Given the contemporary genetic structure and climatic niche differences (see results) we used the coalescent-based isolation with migration model, as implemented in the software IMa [55], [56] to test whether the boundary between the two subspecies has been impermeable since divergence, or whether gene flow has occurred. The IMa analysis was restricted to the populations closest to the area where the ranges of the subspecies presently abut and are though to have been persistent since the at least the Holocene: KZN (n = 12) and SLR (n = 10) populations. As a comparison, we also modelled migration between two populations within subspecies C. c. signata. These populations occupy two forests regions thought to have supported forest remnants during the LGM: KZN (n = 12) and PSJ (n = 16). Two separate analyses were performed: i) six nuclear loci and mtDNA locus and, ii) only six nuclear loci. After preliminary runs to determine the appropriate range of priors and confirm proper MCMC mixing, the final runs were performed with 30 coupled chains with a geometric heating scheme (g1 = 0.9 and g2 = 0.8) and allowed to continue for at least 3×106 steps. The first 8×105 steps were discarded as the burn-in. Parameter trend plots and ESS were used to assess convergence. Because the three types of marker are characterized by different effective population sizes, we included an inheritance scalar to adjust the parameters in the model: 0.25 for mitochondrial, 0.75 for Z-linked and 1.0 for autosomal loci. Time of divergence was obtained assuming a generation time of one year (as determined for its closest relative [57]) and a mean per locus mutation rate of 2.41×10−8 (derived from a neutral mutation rate of 1.35×10−9 substitutions/site/year for autosomal loci, 1.45×10−9 substitutions/site/year for the z-linked locus, and 1.35×10−8 substitutions/site/year for mtDNA; [58]).

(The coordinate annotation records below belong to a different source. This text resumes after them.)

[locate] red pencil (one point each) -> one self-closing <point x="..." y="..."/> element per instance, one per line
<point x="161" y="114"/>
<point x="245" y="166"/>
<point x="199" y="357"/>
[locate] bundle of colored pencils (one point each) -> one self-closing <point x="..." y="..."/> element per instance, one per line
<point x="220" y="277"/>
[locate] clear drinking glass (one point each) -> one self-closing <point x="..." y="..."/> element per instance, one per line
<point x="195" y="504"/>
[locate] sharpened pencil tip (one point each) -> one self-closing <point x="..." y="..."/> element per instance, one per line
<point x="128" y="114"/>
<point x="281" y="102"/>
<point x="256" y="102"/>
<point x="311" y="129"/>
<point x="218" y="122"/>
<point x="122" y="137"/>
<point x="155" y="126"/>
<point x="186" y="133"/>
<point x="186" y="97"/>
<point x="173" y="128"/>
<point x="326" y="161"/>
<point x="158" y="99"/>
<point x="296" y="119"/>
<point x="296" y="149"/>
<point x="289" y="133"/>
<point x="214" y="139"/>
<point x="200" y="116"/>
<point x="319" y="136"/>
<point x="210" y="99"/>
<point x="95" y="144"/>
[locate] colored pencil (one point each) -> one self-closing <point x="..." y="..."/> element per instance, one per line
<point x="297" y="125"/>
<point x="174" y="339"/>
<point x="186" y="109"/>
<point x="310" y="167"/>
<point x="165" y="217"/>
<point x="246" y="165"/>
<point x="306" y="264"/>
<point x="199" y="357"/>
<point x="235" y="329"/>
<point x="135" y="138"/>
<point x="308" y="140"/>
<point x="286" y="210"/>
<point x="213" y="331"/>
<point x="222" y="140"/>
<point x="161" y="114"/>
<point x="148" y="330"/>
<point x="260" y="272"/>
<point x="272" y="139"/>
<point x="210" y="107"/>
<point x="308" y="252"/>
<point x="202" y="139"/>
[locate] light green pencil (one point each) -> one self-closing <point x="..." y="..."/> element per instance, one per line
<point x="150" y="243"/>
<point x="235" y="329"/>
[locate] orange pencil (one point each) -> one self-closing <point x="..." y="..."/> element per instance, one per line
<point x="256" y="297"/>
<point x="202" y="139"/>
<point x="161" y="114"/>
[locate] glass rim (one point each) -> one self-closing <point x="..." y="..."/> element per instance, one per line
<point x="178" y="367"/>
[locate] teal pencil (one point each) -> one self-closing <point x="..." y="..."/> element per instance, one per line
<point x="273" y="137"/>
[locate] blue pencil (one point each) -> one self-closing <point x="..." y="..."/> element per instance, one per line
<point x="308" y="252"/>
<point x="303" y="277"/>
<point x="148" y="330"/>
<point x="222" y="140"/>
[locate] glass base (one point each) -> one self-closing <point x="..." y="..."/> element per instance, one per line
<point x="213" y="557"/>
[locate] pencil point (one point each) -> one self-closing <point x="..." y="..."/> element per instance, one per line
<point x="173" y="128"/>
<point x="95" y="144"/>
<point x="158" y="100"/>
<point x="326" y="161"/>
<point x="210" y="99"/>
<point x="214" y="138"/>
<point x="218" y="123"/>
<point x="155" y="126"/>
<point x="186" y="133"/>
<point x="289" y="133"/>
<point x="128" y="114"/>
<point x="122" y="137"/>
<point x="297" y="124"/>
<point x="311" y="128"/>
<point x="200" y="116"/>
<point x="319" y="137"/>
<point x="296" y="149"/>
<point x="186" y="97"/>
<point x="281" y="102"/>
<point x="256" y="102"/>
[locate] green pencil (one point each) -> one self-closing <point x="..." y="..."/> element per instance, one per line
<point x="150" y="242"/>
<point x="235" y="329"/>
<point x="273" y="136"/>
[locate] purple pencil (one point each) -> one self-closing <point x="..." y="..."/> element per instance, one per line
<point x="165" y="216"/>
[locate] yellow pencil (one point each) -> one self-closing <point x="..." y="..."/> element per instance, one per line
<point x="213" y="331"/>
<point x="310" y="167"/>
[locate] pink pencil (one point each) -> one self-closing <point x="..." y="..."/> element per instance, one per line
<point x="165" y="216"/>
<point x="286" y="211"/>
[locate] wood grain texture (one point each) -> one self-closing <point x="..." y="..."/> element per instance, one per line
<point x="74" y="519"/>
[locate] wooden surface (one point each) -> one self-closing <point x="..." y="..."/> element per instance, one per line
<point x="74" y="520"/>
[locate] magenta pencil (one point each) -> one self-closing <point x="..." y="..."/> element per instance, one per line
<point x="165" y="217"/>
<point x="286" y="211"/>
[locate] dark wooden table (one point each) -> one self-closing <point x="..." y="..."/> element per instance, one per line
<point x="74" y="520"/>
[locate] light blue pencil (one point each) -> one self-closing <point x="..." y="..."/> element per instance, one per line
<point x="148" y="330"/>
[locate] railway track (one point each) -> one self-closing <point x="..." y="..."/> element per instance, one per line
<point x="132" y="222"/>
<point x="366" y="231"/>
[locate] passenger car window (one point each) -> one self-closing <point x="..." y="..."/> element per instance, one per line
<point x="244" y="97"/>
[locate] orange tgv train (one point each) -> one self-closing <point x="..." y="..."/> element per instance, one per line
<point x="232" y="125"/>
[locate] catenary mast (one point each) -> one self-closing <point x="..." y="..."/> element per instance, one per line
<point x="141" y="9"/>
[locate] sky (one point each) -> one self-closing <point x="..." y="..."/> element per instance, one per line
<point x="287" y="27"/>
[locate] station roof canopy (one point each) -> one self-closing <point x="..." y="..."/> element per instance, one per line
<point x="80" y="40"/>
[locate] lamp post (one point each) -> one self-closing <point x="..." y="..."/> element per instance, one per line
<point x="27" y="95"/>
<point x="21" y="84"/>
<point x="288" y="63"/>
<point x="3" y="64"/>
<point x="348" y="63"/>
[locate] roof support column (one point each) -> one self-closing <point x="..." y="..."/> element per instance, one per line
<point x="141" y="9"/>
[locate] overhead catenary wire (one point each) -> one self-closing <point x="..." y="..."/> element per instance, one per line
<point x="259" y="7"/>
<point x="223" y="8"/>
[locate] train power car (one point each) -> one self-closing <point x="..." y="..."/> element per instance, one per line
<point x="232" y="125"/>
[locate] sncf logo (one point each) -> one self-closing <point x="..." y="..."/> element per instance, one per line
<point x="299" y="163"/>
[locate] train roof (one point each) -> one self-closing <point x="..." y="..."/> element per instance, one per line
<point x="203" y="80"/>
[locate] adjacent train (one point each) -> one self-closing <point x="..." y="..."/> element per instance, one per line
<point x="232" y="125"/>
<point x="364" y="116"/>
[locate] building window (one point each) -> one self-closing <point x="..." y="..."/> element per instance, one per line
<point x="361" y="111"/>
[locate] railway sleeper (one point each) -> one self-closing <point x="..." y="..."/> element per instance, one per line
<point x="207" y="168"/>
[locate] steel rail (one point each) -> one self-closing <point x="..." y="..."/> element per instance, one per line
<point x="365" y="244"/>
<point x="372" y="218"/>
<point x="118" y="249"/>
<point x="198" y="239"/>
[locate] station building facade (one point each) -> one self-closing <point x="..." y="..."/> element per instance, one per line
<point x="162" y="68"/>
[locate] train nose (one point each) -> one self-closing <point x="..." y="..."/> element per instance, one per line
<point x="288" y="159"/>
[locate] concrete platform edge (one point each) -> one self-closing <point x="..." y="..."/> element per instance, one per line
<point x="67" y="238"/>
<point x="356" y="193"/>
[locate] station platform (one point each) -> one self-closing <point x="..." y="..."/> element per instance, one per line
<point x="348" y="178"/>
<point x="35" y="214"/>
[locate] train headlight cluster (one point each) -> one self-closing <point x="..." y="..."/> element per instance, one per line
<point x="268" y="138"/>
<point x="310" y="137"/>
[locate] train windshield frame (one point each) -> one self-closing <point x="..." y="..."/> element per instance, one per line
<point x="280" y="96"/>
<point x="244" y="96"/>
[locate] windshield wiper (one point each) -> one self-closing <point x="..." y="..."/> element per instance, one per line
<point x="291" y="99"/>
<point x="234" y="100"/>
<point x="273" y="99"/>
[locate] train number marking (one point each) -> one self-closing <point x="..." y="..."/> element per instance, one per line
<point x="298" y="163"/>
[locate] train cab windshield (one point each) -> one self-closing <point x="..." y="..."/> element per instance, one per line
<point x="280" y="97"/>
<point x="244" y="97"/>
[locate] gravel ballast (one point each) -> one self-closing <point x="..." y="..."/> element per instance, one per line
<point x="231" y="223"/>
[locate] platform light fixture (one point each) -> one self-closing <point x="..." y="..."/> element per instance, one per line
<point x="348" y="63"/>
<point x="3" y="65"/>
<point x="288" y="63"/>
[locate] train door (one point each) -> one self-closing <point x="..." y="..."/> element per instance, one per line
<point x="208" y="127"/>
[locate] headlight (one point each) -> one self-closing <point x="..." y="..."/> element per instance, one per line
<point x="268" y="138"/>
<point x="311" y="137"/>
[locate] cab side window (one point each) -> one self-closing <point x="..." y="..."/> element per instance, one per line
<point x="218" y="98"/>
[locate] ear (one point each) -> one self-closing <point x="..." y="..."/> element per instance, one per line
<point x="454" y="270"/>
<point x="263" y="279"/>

Ecological Axis of Morphological Divergence

The first three principal components accounted for 91% of the variance in the climatic data that characterize the range of the brown scrub-robin: PC1, PC2 and PC3 explained 53%, 26% and 12% (Figure 2A), respectively. The first axis (PC1) correlated positively with minimum temperature of the coldest month (0.301), precipitation of the coldest quarter (0.295) and precipitation of the driest quarter (0.292); PC2 associated positively with mean temperature of the wettest quarter (0.365) and maximum temperature of the warmest month (0.327) and the third axis (PC3) was associated with annual precipitation (−0.482). PC1 reflects a major difference in precipitation between the cooler highlands of Limpopo and KwaZulu-Natal and the warmer eastern coastal lowlands, regardless of latitude. PC2 describes a tropical to temperate climatic gradient with PC2 scores decreasing towards the southern portion of the species range (highest latitude; Figure 2B).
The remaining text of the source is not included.